Charlie's Front and Back Door
I liked it both ways
This place is a dive. And I mean that in a good way—unpretentious and broken-in like a favorite pair of scuffed boots.
The cozily dim restaurant (front) and bar (back) are separated by a kitchen that serves both rooms. Charlie's Front Door is an eatery that appears to cater to old friends—as in receiving Social Security—and young families. A man named Jamie stopped at each table on both of my visits, patting shoulders and asking by name how everyone was doing. Even though I missed out on first-name-basis familiarity, Jamie stopped to make sure I was enjoying my meal. But it may well have been because he felt sorry for me, the only solo diner in the joint. (For the record, I enjoy eating alone and I do have people who love me. They're just too busy to have dinner with me.)

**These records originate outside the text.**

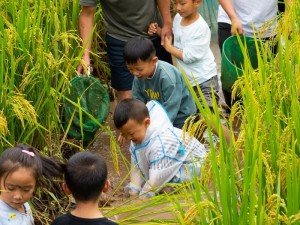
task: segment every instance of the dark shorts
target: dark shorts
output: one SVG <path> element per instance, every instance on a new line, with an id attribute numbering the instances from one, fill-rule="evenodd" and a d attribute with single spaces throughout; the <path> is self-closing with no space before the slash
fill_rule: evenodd
<path id="1" fill-rule="evenodd" d="M 171 55 L 161 46 L 160 38 L 152 40 L 156 55 L 160 60 L 172 64 Z M 107 58 L 111 70 L 111 86 L 117 91 L 129 91 L 132 88 L 134 76 L 129 72 L 124 62 L 124 46 L 126 42 L 106 35 Z"/>
<path id="2" fill-rule="evenodd" d="M 211 89 L 211 86 L 212 86 L 213 90 Z M 200 89 L 201 89 L 201 91 L 202 91 L 202 93 L 204 95 L 204 98 L 205 98 L 205 100 L 206 100 L 206 102 L 207 102 L 207 104 L 208 104 L 208 106 L 210 108 L 213 107 L 213 104 L 212 104 L 212 96 L 213 96 L 213 94 L 212 93 L 214 93 L 216 101 L 217 101 L 217 104 L 219 104 L 219 95 L 218 95 L 218 92 L 219 92 L 219 83 L 218 83 L 218 76 L 217 75 L 213 76 L 209 80 L 203 82 L 202 84 L 199 85 L 199 87 L 200 87 Z M 197 86 L 194 86 L 193 89 L 196 92 L 197 98 L 199 99 L 201 105 L 204 106 L 202 98 L 200 96 L 200 93 L 198 91 Z"/>
<path id="3" fill-rule="evenodd" d="M 118 91 L 131 90 L 133 75 L 124 62 L 123 49 L 125 41 L 106 35 L 107 58 L 111 73 L 111 86 Z"/>

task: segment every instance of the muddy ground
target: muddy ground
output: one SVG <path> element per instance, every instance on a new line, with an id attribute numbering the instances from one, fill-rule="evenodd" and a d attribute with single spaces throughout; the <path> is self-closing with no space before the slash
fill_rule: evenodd
<path id="1" fill-rule="evenodd" d="M 116 102 L 110 103 L 110 112 L 106 120 L 106 126 L 109 126 L 115 137 L 119 135 L 119 131 L 113 124 L 113 112 L 116 106 Z M 124 186 L 129 182 L 129 178 L 124 178 L 129 174 L 129 142 L 120 145 L 120 150 L 125 156 L 125 160 L 118 154 L 118 166 L 114 165 L 113 157 L 110 150 L 110 136 L 107 132 L 99 131 L 97 133 L 97 139 L 94 144 L 90 147 L 91 151 L 99 153 L 99 155 L 106 161 L 108 167 L 108 178 L 111 183 L 110 191 L 104 196 L 104 201 L 108 201 L 108 205 L 115 205 L 118 202 L 122 202 L 127 197 L 124 195 Z M 128 167 L 126 167 L 126 164 Z"/>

On my first visit, I ordered sour cream enchiladas with chicken. Amid a sea of red and green sauces that drown platters across this state, these creamy enchiladas stirred something deep inside me. If Charlie's, an old standby, can prominently feature these twists in such a fiercely traditional dish, it gives me hope that other restaurants will start taking liberties with theirs. Charlie's enchiladas were huge and filling. Though the sauce was white, green chile still made a showing—and a rather powerful one at that. The only blunder was the cheese (also white): A too thick blanketing muted the flavors of the dish's less liberal ingredients. My enchiladas came with a sidecar of two sopaipillas (and a few tortilla chips that hitched a ride from another basket). The sopaipillas were fluffy and pillow-like, though they somehow lacked that slightly sweet fried-dough flavor.
It was such pure eating pleasure that I didn't bother picking it apart from a culinary point of view; I simply indulged.

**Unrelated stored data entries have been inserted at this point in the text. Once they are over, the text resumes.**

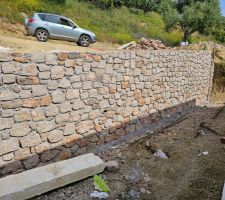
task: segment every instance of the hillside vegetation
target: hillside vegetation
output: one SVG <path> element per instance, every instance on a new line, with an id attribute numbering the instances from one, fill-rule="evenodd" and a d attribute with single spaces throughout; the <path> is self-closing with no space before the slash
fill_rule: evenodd
<path id="1" fill-rule="evenodd" d="M 56 3 L 56 1 L 58 3 Z M 91 2 L 79 0 L 0 0 L 0 17 L 11 22 L 23 23 L 22 12 L 48 12 L 65 15 L 79 26 L 94 31 L 98 41 L 126 43 L 144 36 L 160 39 L 167 45 L 176 45 L 182 40 L 179 28 L 165 31 L 163 17 L 157 12 L 144 12 L 140 9 L 120 8 L 102 9 Z M 208 40 L 195 34 L 192 41 Z"/>

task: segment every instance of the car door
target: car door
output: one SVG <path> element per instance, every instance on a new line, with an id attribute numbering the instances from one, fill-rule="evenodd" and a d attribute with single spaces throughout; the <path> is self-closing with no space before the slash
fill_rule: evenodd
<path id="1" fill-rule="evenodd" d="M 44 18 L 45 28 L 49 31 L 51 38 L 60 38 L 59 30 L 61 27 L 59 16 L 57 15 L 47 15 Z"/>
<path id="2" fill-rule="evenodd" d="M 76 26 L 66 18 L 60 17 L 61 29 L 59 35 L 65 40 L 75 41 Z"/>

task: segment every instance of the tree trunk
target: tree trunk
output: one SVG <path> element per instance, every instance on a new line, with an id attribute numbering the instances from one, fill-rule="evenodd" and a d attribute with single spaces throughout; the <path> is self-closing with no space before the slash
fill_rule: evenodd
<path id="1" fill-rule="evenodd" d="M 188 42 L 188 40 L 190 39 L 190 36 L 191 34 L 189 31 L 184 31 L 183 41 Z"/>

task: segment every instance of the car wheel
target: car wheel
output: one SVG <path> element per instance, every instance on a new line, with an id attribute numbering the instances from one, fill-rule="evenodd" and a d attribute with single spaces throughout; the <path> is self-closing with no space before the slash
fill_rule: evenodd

The next time I dropped in Charlie's, I brought a friend along and ventured through the rear portal, actually located on the building's side. Charlie's back end is more a bar than restaurant, and so is even dimmer and more worn. So were many of the patrons, including a couple I'll assume was in love. All evening, an elderly “gentleman” whispered, uh, sweet nothings to a girl we at first thought was young until we saw her up close.
Jamie again made an appearance, doing a loop through the bar chatting up regulars. We started on chips with salsa, guacamole and queso. Though the chips weren't anything extraordinary, our salsa was on the spicy side and had a bold tomato flavor. I was especially sold on the guacamole. Thick, rich and smooth, it had a pure avocado taste. We could have skipped the queso, which was no different than what comes out of a Tostitos jar.
I just wasn't into my order of chile rellenos. They were mushy. My companion, a lifelong relleno fan, echoed my sentiments. Served with fideos noodles—which, on their own, I did like—instead of rice, the whole entrée came off as limp and flaccid.
An "Indian burger," on the other hand, was damn hedonistic. The enormous patty served between deflated sopaipillas was so messy it sent juices running down my arm. It was such pure eating pleasure that I didn't bother picking it apart from a culinary point of view; I simply indulged.
Though it's not shiny and polished, Charlie's is still a gem. Both doors open to a close-knit, family feel. One waitress called me “hon”; another raised her eyebrow at our raucous conversation, then leaned in to contribute her own two cents. Its divided building might suggest otherwise, but Charlie's is downright harmonious in serving good, blue-collar food and drink.